Siempre sientes mariposas en el estómago cuando empiezas un viaje. La noche anterior o esta misma mañana. No importa que hayas preparado todo: billetes, alojamiento, equipaje con mucha anticipación; no importa que vayas solo o acompañado; no importa que vayas al pueblo de tus padres o a Japón; no importa que vayas a subirte a un avión o a un autobús o a un coche o a un tren o al metro o a un barco. En un viaje puede haber imprevistos, sorpresas, descubrimientos. Esa es su esencia.
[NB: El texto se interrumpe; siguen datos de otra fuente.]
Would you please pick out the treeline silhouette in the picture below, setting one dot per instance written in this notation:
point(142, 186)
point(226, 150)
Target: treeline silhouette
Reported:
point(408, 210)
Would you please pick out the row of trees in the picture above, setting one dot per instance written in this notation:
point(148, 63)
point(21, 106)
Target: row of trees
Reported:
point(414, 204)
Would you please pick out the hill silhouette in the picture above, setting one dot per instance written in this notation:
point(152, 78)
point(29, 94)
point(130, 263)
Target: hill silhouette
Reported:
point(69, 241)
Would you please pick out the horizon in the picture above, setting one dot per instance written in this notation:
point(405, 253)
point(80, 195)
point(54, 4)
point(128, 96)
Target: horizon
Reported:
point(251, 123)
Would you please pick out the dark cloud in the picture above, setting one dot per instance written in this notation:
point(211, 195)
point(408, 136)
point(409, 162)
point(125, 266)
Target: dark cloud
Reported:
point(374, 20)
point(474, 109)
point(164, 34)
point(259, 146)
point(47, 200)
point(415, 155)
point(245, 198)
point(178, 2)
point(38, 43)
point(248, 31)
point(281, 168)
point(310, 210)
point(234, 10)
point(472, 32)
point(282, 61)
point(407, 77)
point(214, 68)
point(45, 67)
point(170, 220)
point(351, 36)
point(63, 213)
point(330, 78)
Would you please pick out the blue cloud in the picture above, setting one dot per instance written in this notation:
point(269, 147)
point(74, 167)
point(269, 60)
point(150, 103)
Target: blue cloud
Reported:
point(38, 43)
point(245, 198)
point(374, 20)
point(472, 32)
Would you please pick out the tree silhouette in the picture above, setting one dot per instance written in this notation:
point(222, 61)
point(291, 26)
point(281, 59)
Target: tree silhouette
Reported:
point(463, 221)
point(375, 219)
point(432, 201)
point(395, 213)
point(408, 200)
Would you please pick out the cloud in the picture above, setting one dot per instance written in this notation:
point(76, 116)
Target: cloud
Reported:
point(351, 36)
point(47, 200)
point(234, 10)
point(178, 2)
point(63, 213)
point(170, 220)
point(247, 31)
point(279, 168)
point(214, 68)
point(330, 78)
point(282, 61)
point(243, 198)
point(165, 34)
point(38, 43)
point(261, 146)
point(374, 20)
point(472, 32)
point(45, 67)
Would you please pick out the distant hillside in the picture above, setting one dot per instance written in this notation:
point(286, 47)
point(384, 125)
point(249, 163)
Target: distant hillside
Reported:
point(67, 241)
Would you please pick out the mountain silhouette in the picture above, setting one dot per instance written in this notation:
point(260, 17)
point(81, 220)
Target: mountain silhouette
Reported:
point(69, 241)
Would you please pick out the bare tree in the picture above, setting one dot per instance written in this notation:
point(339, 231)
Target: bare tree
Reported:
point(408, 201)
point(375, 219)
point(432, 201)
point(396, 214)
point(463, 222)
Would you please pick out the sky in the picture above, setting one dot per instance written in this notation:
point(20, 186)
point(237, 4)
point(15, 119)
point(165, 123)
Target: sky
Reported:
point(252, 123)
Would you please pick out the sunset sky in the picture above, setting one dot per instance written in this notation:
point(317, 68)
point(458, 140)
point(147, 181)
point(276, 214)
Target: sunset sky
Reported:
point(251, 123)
Están las largas esperas en los que se recomienda una lectura, a ser posible del lugar al que viajas, a ser posible del idioma al que vas a enfrentarte en el día a día desde el momento que llegues al destino; están los cambios de última hora, los largos pasillos, los paneles informativos -en unas horas puedes estar en Montreal, Beijing, Marrakech, Buenos Aires, Estambul-, el escáner que decide qué pasa y qué no -los líquidos a la vista, los aparatos electrónicos-; está la facturación, las puertas de embarque, los controles de seguridad, las tiendas y restaurantes, los interminables pasillos, una botella de agua, un poco de comida, eternas esperas, un buen libro, una visita al baño, colas para subir al avión, grupo 1, grupo 2, grupo 3, grupo 4.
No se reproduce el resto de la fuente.